Many graph RAG implementations have existed for some time, with varying levels of complexity and usability. While promising, many of these early graph RAG approaches were either hard to implement (needing heavy graph engineering) or too narrow (focused on specific datasets or knowledge types).
There wasn’t an easy, open-source way to apply graph-powered retrieval to general-purpose RAG pipelines—until now.
The Graph RAG Project and the GraphRetriever provide a simple way to make connections between documents in your vector store—all at query time, without the added complexity of building and storing a traditional knowledge graph.

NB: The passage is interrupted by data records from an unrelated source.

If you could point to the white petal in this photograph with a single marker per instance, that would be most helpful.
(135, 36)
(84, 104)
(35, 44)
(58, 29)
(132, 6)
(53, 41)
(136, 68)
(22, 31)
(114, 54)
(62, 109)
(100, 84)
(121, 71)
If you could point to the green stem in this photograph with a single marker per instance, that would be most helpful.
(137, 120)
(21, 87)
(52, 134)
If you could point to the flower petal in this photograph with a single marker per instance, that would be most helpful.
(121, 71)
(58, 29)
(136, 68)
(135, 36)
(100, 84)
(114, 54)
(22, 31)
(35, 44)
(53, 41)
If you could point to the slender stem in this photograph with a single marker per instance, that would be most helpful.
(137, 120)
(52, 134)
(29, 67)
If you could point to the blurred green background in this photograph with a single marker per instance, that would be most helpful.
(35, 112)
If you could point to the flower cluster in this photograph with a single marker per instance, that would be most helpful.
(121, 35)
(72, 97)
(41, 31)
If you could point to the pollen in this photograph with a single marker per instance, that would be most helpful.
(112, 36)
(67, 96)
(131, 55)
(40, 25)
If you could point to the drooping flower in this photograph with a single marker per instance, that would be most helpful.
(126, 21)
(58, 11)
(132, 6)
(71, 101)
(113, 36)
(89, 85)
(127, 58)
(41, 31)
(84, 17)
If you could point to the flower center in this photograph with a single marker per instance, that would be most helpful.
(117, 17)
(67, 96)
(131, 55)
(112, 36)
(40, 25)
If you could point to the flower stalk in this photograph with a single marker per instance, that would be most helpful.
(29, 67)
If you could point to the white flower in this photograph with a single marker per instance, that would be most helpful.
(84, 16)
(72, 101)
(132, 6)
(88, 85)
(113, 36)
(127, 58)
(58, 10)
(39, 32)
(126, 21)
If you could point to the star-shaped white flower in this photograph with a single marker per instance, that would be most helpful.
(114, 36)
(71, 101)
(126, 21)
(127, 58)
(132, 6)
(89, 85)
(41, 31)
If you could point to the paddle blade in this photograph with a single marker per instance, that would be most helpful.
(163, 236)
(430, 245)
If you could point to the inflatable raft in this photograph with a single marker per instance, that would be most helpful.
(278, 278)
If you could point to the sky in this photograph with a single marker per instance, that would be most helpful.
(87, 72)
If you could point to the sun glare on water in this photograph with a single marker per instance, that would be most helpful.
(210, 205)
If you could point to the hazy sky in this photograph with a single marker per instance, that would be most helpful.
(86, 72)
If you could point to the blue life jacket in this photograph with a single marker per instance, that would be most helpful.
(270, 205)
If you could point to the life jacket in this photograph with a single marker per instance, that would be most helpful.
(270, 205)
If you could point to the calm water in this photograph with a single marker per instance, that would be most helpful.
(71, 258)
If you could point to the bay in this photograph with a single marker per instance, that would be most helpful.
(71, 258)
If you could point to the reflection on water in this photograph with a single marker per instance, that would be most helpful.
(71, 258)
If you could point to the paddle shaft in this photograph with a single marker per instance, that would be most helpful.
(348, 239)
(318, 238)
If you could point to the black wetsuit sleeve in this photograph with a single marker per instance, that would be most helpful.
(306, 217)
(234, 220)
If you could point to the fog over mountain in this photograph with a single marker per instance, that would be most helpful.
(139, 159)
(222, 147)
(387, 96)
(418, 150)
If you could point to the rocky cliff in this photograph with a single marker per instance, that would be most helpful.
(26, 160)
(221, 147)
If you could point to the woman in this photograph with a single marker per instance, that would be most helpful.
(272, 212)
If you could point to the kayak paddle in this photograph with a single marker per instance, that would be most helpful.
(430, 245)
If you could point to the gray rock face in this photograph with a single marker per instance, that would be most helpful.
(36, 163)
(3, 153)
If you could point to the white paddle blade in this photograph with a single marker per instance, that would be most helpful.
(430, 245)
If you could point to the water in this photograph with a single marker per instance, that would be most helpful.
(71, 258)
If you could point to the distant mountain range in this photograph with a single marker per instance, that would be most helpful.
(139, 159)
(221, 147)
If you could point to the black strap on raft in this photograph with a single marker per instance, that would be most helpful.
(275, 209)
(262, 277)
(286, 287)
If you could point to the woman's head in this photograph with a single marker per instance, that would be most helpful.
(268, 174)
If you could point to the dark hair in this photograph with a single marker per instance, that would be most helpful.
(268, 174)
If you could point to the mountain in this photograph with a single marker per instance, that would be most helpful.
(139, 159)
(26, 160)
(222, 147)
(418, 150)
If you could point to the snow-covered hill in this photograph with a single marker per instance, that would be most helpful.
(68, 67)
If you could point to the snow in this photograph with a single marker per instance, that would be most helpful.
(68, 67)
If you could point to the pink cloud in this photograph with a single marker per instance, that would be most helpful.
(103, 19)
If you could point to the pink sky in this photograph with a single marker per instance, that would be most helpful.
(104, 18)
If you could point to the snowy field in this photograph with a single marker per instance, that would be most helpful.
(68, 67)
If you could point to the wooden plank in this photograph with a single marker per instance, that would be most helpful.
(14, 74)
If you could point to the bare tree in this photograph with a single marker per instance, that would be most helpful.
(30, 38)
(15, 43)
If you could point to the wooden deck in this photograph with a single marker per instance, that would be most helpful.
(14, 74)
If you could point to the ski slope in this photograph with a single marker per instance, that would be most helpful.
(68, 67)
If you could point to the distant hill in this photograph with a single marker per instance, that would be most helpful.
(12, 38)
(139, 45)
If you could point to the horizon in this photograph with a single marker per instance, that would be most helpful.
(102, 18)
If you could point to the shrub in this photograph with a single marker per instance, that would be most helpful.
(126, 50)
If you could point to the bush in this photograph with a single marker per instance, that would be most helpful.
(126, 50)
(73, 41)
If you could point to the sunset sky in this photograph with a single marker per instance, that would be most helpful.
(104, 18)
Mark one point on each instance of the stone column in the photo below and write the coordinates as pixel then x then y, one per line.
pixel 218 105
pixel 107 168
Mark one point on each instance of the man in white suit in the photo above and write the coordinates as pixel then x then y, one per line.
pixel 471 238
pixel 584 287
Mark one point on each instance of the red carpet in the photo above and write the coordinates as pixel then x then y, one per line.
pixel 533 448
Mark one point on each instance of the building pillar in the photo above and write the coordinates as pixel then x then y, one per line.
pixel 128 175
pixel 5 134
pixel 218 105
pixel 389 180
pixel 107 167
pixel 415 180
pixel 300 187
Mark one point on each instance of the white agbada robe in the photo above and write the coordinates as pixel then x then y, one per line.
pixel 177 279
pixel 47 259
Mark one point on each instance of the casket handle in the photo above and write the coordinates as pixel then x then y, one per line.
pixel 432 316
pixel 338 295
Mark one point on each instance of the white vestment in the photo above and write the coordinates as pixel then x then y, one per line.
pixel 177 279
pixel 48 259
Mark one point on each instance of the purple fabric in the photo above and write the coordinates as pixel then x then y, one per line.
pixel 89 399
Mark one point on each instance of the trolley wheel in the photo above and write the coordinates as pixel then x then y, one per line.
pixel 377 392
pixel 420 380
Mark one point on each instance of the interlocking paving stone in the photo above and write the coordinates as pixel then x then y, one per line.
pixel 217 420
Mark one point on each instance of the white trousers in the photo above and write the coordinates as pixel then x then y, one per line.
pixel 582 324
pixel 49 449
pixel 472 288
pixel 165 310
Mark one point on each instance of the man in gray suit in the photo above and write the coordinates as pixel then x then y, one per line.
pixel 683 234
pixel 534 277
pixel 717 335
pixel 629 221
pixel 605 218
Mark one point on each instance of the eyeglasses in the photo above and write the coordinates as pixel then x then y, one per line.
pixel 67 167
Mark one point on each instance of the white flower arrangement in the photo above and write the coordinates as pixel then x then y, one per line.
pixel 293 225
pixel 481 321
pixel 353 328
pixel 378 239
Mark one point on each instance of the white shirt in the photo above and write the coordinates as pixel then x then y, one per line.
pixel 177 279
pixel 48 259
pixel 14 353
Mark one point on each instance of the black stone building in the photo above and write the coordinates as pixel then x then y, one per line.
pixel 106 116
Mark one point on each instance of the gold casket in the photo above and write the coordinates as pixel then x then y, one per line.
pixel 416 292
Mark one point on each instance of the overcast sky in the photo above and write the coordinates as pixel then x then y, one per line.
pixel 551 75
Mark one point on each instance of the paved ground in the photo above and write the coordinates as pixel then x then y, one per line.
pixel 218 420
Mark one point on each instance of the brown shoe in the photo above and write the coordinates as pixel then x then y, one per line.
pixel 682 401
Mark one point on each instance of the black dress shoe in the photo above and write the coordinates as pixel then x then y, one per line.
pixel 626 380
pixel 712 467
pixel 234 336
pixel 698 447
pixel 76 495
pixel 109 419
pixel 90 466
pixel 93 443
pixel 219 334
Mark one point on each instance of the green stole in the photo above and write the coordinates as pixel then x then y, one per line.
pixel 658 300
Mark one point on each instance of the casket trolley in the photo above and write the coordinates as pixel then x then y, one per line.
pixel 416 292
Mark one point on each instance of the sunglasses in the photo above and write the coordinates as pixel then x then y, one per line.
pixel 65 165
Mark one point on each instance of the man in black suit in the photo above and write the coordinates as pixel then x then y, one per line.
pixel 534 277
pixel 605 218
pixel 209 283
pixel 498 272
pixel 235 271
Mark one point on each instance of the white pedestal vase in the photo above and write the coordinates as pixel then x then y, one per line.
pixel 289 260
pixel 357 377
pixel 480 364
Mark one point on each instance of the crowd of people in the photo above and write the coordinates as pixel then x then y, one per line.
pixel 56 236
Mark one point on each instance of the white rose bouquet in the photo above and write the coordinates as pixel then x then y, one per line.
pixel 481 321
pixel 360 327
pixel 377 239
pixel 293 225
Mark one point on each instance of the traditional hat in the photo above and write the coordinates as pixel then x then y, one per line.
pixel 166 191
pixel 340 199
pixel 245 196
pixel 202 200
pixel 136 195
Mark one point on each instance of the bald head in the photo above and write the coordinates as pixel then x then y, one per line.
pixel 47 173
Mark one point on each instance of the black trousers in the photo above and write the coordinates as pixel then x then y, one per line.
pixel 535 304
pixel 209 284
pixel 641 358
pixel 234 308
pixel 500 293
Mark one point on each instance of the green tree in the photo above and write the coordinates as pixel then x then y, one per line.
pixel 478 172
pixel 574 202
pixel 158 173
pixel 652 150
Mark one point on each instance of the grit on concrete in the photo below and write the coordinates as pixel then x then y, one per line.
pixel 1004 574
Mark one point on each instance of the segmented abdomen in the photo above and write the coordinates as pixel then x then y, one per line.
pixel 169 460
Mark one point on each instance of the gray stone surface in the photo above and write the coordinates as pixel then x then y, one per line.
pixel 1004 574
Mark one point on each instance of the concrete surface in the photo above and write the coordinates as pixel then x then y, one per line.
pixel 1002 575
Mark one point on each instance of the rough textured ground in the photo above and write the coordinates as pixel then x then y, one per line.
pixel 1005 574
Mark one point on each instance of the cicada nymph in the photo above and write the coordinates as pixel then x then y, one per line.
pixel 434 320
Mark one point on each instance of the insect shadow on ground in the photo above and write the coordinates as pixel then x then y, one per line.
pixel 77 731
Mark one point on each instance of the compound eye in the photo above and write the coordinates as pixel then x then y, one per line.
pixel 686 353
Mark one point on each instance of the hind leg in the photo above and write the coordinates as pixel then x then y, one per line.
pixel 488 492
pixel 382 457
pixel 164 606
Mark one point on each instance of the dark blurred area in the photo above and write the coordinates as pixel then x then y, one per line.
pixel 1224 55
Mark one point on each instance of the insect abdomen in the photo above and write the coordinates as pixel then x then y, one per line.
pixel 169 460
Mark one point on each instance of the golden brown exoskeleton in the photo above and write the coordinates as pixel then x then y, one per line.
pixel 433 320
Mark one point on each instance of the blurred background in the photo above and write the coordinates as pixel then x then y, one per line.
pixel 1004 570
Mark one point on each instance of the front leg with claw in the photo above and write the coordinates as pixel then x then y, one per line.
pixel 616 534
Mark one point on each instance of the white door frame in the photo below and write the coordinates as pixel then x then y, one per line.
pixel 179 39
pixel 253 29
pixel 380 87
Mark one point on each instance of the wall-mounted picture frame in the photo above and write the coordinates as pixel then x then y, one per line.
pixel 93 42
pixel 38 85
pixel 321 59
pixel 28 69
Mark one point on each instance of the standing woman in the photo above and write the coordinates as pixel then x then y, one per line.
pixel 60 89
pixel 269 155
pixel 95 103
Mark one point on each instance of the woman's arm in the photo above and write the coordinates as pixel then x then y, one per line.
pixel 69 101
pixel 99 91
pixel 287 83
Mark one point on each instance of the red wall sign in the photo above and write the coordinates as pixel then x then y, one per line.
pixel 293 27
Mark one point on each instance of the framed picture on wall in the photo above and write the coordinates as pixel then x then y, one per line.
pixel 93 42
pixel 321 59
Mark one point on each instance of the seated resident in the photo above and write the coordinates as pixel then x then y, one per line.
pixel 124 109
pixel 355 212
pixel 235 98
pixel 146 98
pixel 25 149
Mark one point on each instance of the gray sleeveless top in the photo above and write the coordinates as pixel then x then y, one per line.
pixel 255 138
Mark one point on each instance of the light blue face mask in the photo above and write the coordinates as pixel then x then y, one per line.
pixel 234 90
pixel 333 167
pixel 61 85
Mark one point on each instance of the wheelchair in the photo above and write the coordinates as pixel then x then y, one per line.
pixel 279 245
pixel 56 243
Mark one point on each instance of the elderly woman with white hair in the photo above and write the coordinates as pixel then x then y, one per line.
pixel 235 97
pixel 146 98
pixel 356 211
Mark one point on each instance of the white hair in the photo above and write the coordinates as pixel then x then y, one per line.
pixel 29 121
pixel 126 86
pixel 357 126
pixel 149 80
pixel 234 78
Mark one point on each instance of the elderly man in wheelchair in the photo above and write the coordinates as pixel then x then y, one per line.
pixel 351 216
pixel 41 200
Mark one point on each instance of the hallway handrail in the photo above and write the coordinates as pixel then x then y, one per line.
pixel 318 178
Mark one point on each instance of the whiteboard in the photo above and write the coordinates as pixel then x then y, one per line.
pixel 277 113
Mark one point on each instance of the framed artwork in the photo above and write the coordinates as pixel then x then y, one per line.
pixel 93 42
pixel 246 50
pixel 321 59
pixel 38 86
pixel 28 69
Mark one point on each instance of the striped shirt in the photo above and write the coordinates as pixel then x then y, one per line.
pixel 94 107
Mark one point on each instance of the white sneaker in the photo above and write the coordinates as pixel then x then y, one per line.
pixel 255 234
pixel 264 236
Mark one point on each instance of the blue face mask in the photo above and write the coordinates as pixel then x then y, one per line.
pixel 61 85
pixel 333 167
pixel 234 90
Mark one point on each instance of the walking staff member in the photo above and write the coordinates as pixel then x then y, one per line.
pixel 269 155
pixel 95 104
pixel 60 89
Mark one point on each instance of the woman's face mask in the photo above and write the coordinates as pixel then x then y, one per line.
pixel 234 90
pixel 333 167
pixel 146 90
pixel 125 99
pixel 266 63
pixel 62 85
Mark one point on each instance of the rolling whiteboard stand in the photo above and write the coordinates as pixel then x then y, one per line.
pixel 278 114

For reference, the project builds upon our own previous iterations on graph RAG, primarily the GraphVectorStore in LangChain—we now advise developers to use the GraphRetriever instead, as a cleaner and more extensible implementation.
In addition, we recently published an article (with code!) showing how pairing graph RAG with the Unstructured platform makes it extra simple to transform unstructured documents into structured, graph-ready data that works seamlessly with the GraphRetriever.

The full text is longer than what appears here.